Maciej Ceglowski is one of the proprietors of Pinboard and also an amazing writer. His recent post describing technical aspects of the great exodus from Delicious (to Pinboard) has too many gems to capture them all, but here are a couple in case you need convincing when it comes to reading technical blog posts:

Before this moment, our relationship to Delicious had been that of a tick to an elephant. We were a niche site and in the course of eighteen months had siphoned off about six thousand users from our massive competitor, a pace I was was very happy with and hoped to sustain through 2011. But now the Senior Vice President for Bad Decisions at Yahoo had decided to give us a little help.

We had always prided ourself on being a minimalist website. But the experience for new users now verged on Zen-like. After paying the signup fee, a new user would upload her delicious bookmarks, see a message that the upload was pending, and… that was it. It was possible to add bookmarks by hand, but there was no tag cloud, no tag auto-completion, no suggested tags for URLs, the aggregate bookmark counts on the profile page were all wrong, and there was no way to search bookmarks less than a day old. This was a lot to ask of people who were already skittish about online bookmarking. A lot of my time was spent reassuring new users that their data was safe and that their money was not winging its way to the Cayman Islands.
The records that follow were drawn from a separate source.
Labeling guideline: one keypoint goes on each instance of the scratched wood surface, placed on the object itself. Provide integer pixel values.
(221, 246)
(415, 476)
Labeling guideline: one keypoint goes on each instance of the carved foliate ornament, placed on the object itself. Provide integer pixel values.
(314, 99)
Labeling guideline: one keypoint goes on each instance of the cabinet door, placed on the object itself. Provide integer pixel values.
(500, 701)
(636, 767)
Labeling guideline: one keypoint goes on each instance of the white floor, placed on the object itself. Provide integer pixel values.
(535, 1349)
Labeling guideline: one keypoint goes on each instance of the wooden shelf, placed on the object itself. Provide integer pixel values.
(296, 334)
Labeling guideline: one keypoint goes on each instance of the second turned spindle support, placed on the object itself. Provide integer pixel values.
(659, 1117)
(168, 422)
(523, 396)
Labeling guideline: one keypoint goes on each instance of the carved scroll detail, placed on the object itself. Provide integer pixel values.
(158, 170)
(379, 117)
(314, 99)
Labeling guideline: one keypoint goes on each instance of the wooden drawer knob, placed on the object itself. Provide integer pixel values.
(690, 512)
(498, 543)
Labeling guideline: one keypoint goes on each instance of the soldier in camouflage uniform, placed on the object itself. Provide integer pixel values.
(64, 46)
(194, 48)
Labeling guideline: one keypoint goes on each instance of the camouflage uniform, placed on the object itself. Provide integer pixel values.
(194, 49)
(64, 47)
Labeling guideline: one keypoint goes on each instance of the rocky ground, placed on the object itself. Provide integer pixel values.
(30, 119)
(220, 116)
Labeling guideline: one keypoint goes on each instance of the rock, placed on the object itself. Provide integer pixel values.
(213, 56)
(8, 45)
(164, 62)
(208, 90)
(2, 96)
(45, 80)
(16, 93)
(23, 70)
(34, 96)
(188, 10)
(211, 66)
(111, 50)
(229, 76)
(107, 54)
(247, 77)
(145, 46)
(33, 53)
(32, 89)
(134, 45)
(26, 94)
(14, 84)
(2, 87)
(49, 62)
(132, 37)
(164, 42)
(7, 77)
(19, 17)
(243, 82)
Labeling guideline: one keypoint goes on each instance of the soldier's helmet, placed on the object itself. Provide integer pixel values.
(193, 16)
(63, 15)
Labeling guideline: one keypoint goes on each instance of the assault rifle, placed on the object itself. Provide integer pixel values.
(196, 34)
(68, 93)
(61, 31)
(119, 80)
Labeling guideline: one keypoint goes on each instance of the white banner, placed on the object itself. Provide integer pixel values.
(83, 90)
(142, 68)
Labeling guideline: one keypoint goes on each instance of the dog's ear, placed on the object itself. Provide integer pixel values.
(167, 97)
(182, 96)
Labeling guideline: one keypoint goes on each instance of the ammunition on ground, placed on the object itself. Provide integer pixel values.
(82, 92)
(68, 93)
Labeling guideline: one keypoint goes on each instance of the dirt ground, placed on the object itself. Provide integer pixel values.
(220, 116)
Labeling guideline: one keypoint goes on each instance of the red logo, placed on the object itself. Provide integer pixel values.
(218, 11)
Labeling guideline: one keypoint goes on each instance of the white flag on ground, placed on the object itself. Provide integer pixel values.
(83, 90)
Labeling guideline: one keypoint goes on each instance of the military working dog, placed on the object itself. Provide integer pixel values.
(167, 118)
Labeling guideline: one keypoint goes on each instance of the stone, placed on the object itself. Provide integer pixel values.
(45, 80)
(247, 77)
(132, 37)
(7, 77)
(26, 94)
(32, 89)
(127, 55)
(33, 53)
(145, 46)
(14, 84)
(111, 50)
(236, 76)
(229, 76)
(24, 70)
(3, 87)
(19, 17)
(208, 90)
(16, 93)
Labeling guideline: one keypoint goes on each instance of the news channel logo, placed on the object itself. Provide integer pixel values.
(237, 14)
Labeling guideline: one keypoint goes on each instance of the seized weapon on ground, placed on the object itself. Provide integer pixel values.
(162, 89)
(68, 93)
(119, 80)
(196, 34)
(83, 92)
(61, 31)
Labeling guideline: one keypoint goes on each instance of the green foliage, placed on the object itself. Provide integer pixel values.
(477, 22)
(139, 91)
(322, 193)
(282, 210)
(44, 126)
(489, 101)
That post led me back to idlewords.com to which I was already subscribed, it turns out, but I clicked a random link and read Dabblers and Blowhards a brilliant critique of a book I have actually read:

It’s surprisingly hard to pin Paul Graham down on the nature of the special bond he thinks hobbyist programmers and painters share. In his essays he tends to flit from metaphor to metaphor like a butterfly, never pausing long enough to for a suspicious reader to catch up with his chloroform jar. The closest he comes to a clear thesis statement is at the beginning Hackers and Painters:

“Of all the different types of people I’ve known, hackers and painters are among the most alike. What hackers and painters have in common is that they’re both makers.”

To which I’d add, what hackers and painters don’t have in common is everything else. The fatuousness of the parallel becomes obvious if you think for five seconds about what computer programmers and painters actually do.

Computer programmers cause a machine to perform a sequence of transformations on electronically stored data.

Painters apply colored goo to cloth using animal hairs tied to a stick.

…it goes on in similar fashion, you should go read it, especially if you’ve read Hackers & Painters.